Neutrophils were obtained from the day 2 blood of mice pretreated with CpG ODNs or PBS. The bacteria were opsonized by incubation with 10% autologous mouse sera (without heat inactivation) for 30 min at 37οC in a 5% CO2 incubator. After the neutrophil concentration was adjusted to 106 cells with PBS, they were incubated with opsonized B. pseudomallei at an MOI of 10:1 at 37οC for 1 h. After incubation, the suspension was centrifuged and resuspended in 10 μl of PBS and applied to glass slides for Giemsa staining. The neutrophils and bacteria were examined under bright microscopy, counting at least 200 cells in low-power fields. The phagocytic index was calculated and expressed as the ratio of phagocytosed bacteria to total bacterium-laden neutrophils.

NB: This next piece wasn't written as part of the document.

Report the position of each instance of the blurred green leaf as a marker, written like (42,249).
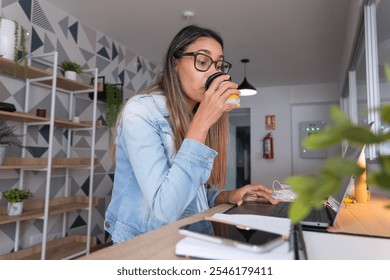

Intracellular survival of B. pseudomallei in macrophages.
Ten BALB/c mice (per group) were injected intramuscularly with a total volume of DOTAP (100 μl/mouse) plus CpG ODN (100 μg/mouse) or DOTAP alone on day −30 or with CpG ODN alone or PBS control on day −2. On day 0, splenic macrophages were removed and cultured with RPMI medium containing 10% FBS. Aliquots of B. pseudomallei were coincubated with mouse macrophages at an MOI of 10:1 for 1 h at 37οC in 5% CO2 (41). After 1 h of incubation (total time [T] = 1), excess bacteria were removed by washing with PBS, and cells were incubated at 37οC in prewarmed medium containing kanamycin (250 μg/ml) for another 2 h to kill extracellular B. pseudomallei (T = 3). The medium was then replaced with medium containing kanamycin at a lower concentration (20 μg/ml) to suppress residual extracellular bacteria. Cells were further incubated for 5 more hours (T = 8) before the total number of intracellular bacteria expressed as CFU/ml was determined (41).
Nitric oxide assay.
The production of NO in macrophage supernatants was determined by nitrite quantification using the Griess reagent (Sigma, Missouri).
Measurement of mouse IFN-γ.
A mouse IFN-γ ELISA was carried out using commercial mouse IFN-γ MAX Deluxe ELISA kits (Biolegend, California) according to the manufacturer's instructions.
Statistical analysis.
For parametric statistics, the comparisons between two groups were analyzed by independent t test, and the comparisons of more than two groups were analyzed by one-way analysis of variance (ANOVA), followed by post hoc intergroup comparison. For nonparametric statistics, differences between two groups were analyzed by Mann-Whitney U test, and the comparison of more than two groups was analyzed by Kruskal-Wallis analysis. Survival times were compared using Kaplan-Meier curves and the log-rank test from the software program GraphPad Prism version 4.0 (GraphPad Software, San Diego, CA). Data were considered statistically significant if P values were <0.05.
RESULTS
Protective effect of CpG ODN-DOTAP cationic liposomes against B. pseudomallei.
In an attempt to extend the window period for protection (from 2 to 10 days before challenge), mice were injected with CpG ODN incorporated in either cationic or zwitterionic liposomes on day −30 prior to challenge with 5 LD50 of B. pseudomallei on day 0. Mouse survival profiles in different groups are shown in Fig. 1A. The mean and standard error (SE) of survival times of CpG ODN alone (on day −2 as a positive control), CpG ODN incorporated in cationic (DOTAP) and zwitterionic (DOPC) liposomes, DOTAP alone, DOPC alone, and PBS were 26.65 ± 3.38, 30 ± 0, 10.25 ± 1.08, 18.71 ± 2.36, 9.75 ± 0.94, and 9.62 ± 1.01 days, respectively. These results demonstrated that mice administered CpG CpG ODN or CpG ODN with cationic (DOTAP) liposomes gave the highest protection against B. pseudomallei infection (100%). On the contrary, no enhancing effect could be observed with zwitterionic liposomes (DOPC) with CpG ODN (Fig. 1A). The results presented in Fig. 1B clearly demonstrate that the bacteremia on day 2 was significantly lower in both the CpG ODN and DOTAP-plus-CpG groups than for the PBS control. At the end of the experiment, all animals administered DOTAP plus CpG ODN appeared healthy and active.
Attenuation of robust IFN-γ levels by CpG ODN-DOTAP liposomes.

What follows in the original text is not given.